Rats have long been considered deadly pests that spread disease. They are synonymous with death, destruction and despicable and deceitful character traits. Because they are prolific breeders, rats are also known to cause enormous environmental degradation to the land.
And now research has identified another reason to dislike rats: the long-tailed rodent has a negative consequence on the ocean.
Aaron MacNeil, an associate professor at Dalhousie University and a researcher with the Ocean Frontier Institute, has, along with his scientific colleagues, discovered that rats are responsible for damaging coral reefs. Their new study, published in the journal Nature, concludes that rat control should be an urgent conservation priority on many remote tropical islands.
“Eliminating the rats that infest these islands would benefit terrestrial ecosystems and enhance coral reef productivity and function,” says Dr. MacNeil. “It could tip the balance for the future survival of these reefs and their ecosystems.”
Researchers smell a rat
The coral reef issue caused by the rats, begins higher up the food chain — with seabirds.

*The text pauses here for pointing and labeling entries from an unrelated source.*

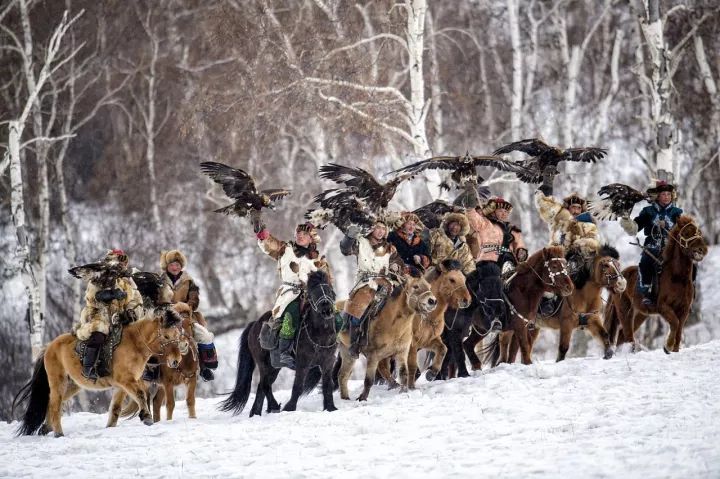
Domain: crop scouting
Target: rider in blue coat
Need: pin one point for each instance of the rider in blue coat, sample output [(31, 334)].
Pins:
[(656, 221)]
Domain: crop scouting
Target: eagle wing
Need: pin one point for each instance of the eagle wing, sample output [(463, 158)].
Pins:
[(235, 182), (617, 200)]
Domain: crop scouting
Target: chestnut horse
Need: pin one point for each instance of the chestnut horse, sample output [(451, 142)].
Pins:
[(390, 334), (58, 375), (545, 270), (583, 307), (684, 247)]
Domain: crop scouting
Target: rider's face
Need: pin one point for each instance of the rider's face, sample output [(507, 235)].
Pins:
[(664, 198), (302, 238)]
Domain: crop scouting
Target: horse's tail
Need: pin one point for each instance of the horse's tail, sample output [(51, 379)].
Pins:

When seabirds return to their island homes they roost and breed, depositing guano (bird droppings) on the soil. This guano is rich in nitrogen and phosphorus, and as it makes its way to the sea it benefits macroalgae, filter-feeding sponges, turf algae and fish that live on, and around, coral reefs.

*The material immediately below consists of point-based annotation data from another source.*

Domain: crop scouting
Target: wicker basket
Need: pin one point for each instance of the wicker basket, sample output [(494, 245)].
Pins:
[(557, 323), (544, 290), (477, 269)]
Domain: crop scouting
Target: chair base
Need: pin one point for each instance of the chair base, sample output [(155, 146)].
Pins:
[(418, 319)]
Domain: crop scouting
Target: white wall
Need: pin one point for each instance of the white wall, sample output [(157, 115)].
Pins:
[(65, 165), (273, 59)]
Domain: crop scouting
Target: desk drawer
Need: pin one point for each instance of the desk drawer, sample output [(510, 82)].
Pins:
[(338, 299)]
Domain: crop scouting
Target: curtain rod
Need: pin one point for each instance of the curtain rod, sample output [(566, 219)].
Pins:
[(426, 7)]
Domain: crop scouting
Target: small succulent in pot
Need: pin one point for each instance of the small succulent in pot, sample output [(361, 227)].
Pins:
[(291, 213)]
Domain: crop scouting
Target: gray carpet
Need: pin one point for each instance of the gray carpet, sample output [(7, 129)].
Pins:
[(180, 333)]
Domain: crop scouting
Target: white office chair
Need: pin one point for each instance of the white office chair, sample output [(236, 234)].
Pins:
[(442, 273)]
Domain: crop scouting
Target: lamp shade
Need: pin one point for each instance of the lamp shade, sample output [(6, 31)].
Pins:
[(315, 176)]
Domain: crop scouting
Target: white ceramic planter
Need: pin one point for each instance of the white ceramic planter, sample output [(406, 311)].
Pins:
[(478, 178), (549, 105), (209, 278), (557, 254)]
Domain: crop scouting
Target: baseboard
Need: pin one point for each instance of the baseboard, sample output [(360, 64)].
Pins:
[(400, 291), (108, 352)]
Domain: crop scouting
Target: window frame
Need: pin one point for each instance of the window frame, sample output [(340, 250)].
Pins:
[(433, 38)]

But when invasive predators such as rats feed on the seabirds, and their eggs and chicks, the population declines and so does the important nutrients they provide to the surrounding coral reefs from their guano.
The research was conducted at the Chagos Archipelago in the Indian Ocean, which provided a perfect setting for a large-scale study as some of the islands are rat-free, while others are rat-infested. The comparison discovered:
- Average seabird density, measured across a six-year period, was 760 times greater on rat-free islands
- Nitrogen input by seabirds per hectare of island was 251 times greater on rat-free islands
- Fish on reefs adjacent to the rat-free islands grew faster, and fish communities had nearly 50% more total biomass.

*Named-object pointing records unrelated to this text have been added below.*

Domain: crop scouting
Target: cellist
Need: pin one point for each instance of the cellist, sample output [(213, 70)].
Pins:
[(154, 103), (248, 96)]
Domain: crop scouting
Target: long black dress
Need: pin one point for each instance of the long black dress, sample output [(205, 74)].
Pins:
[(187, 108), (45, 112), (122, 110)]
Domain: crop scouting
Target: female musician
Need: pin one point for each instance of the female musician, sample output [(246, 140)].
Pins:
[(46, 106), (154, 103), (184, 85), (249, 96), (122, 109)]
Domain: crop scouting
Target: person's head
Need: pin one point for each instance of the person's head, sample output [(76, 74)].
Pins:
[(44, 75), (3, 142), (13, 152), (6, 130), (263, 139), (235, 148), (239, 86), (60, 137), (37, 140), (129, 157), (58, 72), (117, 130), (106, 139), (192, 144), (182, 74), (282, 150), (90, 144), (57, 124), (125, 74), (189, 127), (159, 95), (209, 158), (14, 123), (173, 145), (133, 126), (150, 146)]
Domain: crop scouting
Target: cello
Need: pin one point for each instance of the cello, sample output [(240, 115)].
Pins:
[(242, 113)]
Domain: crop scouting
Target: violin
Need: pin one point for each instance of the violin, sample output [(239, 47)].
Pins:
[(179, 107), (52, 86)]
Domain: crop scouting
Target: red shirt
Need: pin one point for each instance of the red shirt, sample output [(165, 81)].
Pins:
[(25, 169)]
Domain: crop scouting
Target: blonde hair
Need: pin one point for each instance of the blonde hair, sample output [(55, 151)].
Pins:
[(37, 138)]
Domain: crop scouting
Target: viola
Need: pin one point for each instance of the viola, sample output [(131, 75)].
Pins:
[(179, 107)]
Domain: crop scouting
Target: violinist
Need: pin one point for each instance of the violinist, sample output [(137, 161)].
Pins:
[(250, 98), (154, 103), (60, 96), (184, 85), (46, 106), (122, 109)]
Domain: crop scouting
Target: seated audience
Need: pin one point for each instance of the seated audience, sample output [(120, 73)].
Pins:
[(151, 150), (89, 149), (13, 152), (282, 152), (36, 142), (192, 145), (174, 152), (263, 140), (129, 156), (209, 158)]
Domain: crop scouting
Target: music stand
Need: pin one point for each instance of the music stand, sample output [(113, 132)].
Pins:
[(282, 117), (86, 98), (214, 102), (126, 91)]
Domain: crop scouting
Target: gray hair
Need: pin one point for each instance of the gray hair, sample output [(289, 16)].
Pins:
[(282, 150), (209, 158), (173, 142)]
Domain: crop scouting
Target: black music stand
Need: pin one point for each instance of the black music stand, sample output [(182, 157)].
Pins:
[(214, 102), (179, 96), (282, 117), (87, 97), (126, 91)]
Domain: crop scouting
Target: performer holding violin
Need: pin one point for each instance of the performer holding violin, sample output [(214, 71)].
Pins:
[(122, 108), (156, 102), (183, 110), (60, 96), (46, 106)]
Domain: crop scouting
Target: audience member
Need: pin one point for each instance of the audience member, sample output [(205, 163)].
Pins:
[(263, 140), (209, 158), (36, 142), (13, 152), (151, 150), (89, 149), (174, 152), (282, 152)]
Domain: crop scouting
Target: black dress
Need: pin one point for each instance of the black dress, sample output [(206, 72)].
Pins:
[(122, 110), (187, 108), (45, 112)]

In addition to earning accolades from Nature, Dr. MacNeil was appointed in May as a new member of the Canada Research Chair program, which recognizes excellence in science. In July, he also received the Fisheries Society of the British Isles medal which recognizes ground-breaking research and conservation.
The research was led by Lancaster University (UK) with the ARC Centre of Excellence for Coral Reef Studies (Australia), Dalhousie University, Department of Biodiversity, Conservation and Attractions, Perth, Australia, University of Western Australia, Australia, Zoological Society of London, UK, University of Exeter, UK, and the International Council for the Exploration of the Sea, Denmark.